Ces protestations, qui gagnent en ampleur, s’inscrivent dans un contexte socio-économique de plus en plus tendu. Le Maroc, comme d’autres pays d’Afrique du Nord, est confronté à une crise économique aiguë, marquée par l’effondrement des réserves de change, des pénuries de carburant, une inflation galopante et une montée du chômage, particulièrement chez les jeunes.
Génération Z 212,bien que se positionnant comme nationaliste,ne se limite pas à une revendication de justice sociale. Le mouvement, selon des sources locales, est composé en partie d’individus liés au Rassemblement National des Indépendants, le parti d’Akhannouch, ce qui souligne la complexité des dynamiques politiques à l’œuvre.
Un régime hybride sous tension
L’analyze de la situation marocaine révèle un régime hybride où le pouvoir est partagé entre le Premier ministre et la monarchie.Si le Premier ministre gère les affaires courantes, la monarchie conserve une influence prépondérante sur les orientations stratégiques du pays. Cette dualité de pouvoir est désormais remise en question par une jeunesse qui aspire à un changement profond.
L’écho de Gaza et la crainte d’un nouveau Printemps Arabe
L’indignation face à la situation à Gaza alimente également les protestations. Les manifestants expriment leur frustration face à la passivité des gouvernements régionaux et brandissent le drapeau palestinien, symbole d’une solidarité panarabe.

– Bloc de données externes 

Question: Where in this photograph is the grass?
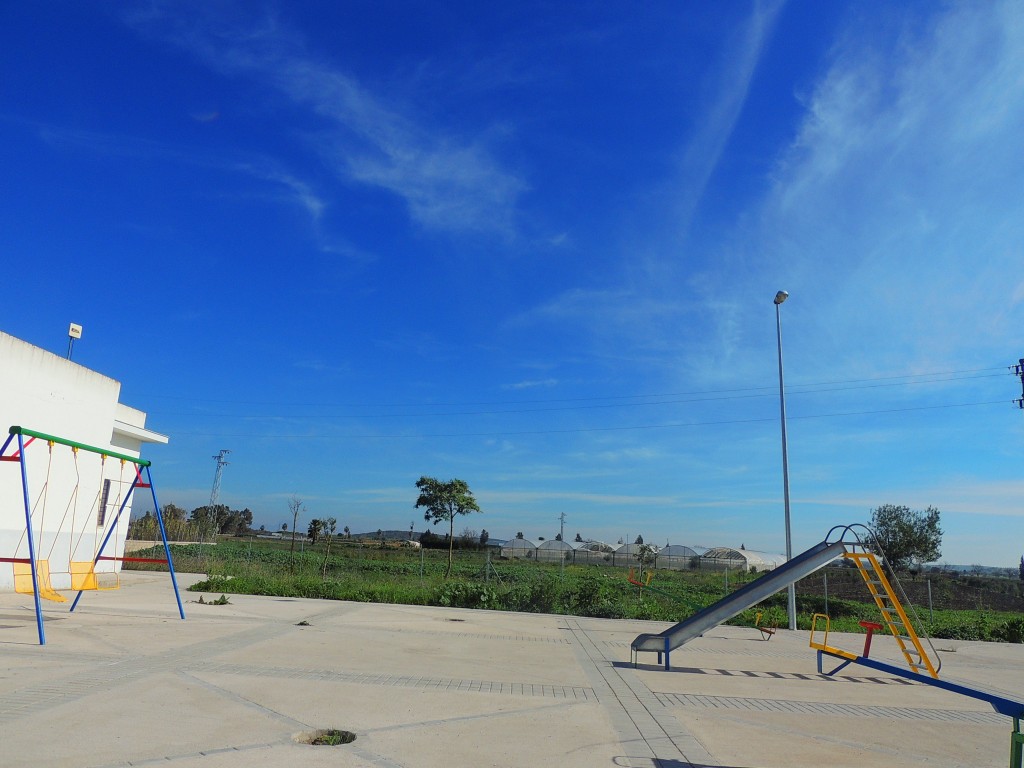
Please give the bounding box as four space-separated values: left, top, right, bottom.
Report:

La bourgeoisie marocaine, et plus largement les élites régionales, craignent que ces mouvements ne déclenchent un nouvel élan de contestation dans l’ensemble du Maghreb et du moyen-Orient, rappelant les événements du Printemps arabe de 2010. Ce soulèvement, qui avait débuté en Tunisie, avait alors embrasé plusieurs pays, de l’Égypte à la Syrie, en passant par la Libye et le Yémen.

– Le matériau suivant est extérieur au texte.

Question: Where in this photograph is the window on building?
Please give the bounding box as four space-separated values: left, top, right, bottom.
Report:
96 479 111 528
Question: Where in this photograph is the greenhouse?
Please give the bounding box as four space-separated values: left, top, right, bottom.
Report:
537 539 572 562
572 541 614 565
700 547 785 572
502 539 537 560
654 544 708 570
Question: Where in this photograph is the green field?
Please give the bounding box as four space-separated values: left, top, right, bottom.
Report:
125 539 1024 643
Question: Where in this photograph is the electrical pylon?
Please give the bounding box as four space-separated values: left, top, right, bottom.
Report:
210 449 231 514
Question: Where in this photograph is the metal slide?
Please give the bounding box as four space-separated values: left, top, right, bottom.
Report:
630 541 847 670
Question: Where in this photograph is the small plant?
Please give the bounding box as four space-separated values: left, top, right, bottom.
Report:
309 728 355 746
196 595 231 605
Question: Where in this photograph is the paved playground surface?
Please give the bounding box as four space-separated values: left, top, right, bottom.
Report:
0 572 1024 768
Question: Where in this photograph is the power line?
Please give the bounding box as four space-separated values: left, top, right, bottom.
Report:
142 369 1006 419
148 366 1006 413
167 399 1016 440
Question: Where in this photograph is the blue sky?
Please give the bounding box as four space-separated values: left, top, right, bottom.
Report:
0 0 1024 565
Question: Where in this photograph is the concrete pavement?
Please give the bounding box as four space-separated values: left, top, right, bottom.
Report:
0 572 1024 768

Le Maroc à la croisée des chemins
La situation actuelle au Maroc est donc particulièrement préoccupante.La combinaison d’une crise économique persistante, d’un mécontentement social croissant et d’une remise en question du modèle politique en place pourrait bien annoncer une période d’instabilité. La capacité du gouvernement et de la monarchie à répondre aux revendications de la Génération Z 212 et à apaiser les tensions sera déterminante pour l’avenir du pays. L’issue de cette crise pourrait également avoir des répercussions importantes sur l’ensemble de la région, ravivant les espoirs d’un changement démocratique ou, au contraire, conduisant à une nouvelle vague de répression.